4. Efeito de moléculas reguladoras específicas no mRNA:
Certas moléculas reguladoras presentes no citoplasma podem se associar ao mRNA e, assim, impedir que o mRNA desempenhe seu papel na tradução. A associação pode ser parcial ou completa.
5. Destruição do mRNA:
Às vezes, o mRNA pode atingir os ribossomos intactos, mas pode ser destruído devido a certas forças que podem existir. Isso impede ou altera o trabalho de tradução, trazendo assim diferenciação.
6. Inactivação Ribossómica:
Os ribossomas que normalmente desempenham um papel importante na síntese de proteínas podem ser inactivados de modo a que a proteína particular não possa ser formada. Depois de algum tempo, o ribossomo também pode ser ativado. Esse fenômeno provoca interrupções temporárias na tradução.
7. Alterações no enrolamento de cadeias polipeptídicas nascentes:
Durante a síntese de proteínas, as cadeias polipeptídicas formam o precursor das proteínas. Isso acontece dobrando. Qualquer alteração no padrão de dobramento pode alterar a estrutura e trazer diferenciação.
8. Alteração trazida nos fatores que influenciam a síntese protéica:
Muitos fatores, como hormônios, enzimas, etc., provocam diferenciação influenciando o caminho da síntese de proteínas. Hormônios são encontrados para ser muito eficazes nesse sentido, e eles trazem essas mudanças através de diferentes caminhos.

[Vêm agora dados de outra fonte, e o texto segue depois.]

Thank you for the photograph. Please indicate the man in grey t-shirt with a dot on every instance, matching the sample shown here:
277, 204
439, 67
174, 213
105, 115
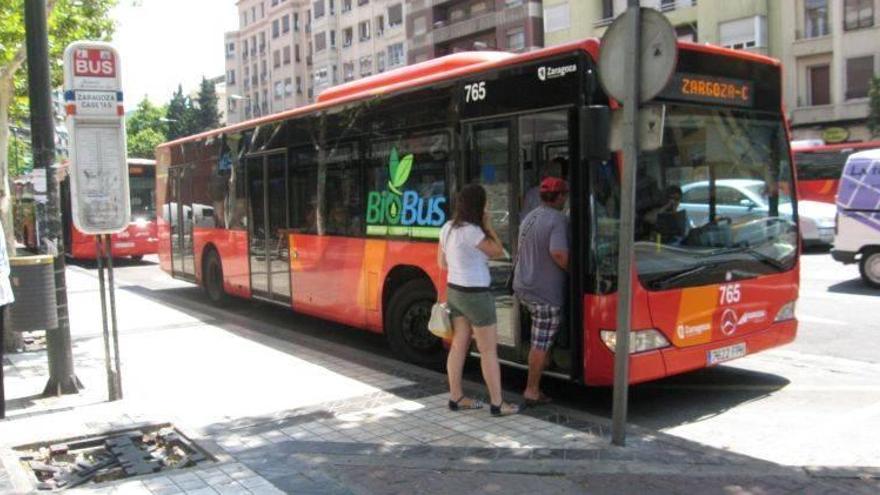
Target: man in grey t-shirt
539, 276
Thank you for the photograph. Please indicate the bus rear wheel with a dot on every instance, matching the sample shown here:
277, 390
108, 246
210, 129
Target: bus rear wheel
212, 278
406, 324
869, 268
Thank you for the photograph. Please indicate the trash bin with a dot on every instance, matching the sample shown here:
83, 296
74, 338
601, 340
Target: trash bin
33, 283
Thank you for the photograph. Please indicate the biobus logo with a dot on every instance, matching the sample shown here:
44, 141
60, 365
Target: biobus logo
398, 211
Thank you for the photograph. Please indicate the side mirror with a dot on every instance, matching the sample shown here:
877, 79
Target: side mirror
595, 125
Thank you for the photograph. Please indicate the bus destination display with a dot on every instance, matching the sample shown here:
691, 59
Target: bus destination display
709, 89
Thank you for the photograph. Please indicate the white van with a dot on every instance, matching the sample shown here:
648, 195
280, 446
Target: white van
858, 215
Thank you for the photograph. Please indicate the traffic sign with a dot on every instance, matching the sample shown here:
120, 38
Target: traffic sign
659, 53
95, 121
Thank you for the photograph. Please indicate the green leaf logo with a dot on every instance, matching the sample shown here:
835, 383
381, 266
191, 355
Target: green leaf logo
399, 171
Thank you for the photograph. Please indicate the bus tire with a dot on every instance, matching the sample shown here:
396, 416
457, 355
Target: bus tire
212, 278
869, 268
406, 324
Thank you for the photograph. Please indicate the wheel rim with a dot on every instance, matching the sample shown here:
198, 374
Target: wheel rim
415, 327
872, 267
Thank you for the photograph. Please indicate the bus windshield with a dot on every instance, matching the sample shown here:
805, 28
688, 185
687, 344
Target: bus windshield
820, 165
714, 201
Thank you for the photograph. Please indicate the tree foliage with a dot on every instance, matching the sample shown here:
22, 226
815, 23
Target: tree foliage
207, 114
145, 130
874, 107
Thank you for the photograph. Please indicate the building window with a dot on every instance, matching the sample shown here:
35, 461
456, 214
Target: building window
820, 85
859, 71
395, 54
557, 18
379, 25
744, 33
858, 14
366, 66
816, 18
516, 39
607, 9
395, 15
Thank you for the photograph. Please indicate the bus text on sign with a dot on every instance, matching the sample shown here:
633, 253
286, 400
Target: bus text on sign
708, 89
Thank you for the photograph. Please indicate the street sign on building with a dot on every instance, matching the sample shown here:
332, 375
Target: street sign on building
96, 123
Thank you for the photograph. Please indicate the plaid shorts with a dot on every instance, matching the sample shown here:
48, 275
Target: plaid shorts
545, 323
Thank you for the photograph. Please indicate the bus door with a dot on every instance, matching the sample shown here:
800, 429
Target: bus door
509, 157
267, 227
181, 220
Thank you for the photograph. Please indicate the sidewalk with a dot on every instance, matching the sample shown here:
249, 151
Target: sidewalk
285, 412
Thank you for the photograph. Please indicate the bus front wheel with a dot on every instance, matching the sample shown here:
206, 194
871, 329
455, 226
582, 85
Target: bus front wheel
869, 267
406, 326
212, 278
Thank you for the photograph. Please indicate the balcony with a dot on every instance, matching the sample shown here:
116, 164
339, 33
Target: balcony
461, 28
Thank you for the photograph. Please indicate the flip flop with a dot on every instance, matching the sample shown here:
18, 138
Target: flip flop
456, 405
541, 401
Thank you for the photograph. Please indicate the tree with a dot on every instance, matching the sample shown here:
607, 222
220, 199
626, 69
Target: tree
874, 107
207, 115
145, 130
181, 115
68, 21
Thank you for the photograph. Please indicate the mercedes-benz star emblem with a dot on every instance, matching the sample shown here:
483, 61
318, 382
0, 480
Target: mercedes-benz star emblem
729, 321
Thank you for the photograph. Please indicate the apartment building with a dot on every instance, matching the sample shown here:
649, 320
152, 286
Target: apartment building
743, 24
441, 27
267, 61
831, 50
351, 39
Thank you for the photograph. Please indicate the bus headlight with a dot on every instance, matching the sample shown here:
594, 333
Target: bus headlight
786, 312
639, 340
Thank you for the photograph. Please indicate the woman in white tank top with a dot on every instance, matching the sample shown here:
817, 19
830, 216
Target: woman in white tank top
467, 242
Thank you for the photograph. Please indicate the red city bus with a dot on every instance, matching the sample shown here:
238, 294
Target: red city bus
334, 209
140, 237
819, 168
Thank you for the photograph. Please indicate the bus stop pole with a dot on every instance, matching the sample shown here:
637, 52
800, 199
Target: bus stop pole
113, 328
99, 257
627, 224
62, 379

Eles podem atuar como depressores de genes. Quando uma injeção de hidrocortisona foi administrada a ratos, a taxa de síntese de RNA aumentou no fígado. Da mesma forma, se os estrogênios são injetados, o endométrio uterino mostra grande atividade. Percebe-se que a cortisona estimula a secreção das quatro enzimas: triptofano pirrolase, tirosina transaminase, glutâmica alanina transaminase e arginase. Os hormônios também podem influenciar a atividade enzimática no nível da tradução. Os hormônios afetam a atividade dos genes cromossômicos localizando-se no núcleo. Os hormônios são mais específicos de órgãos do que genes específicos.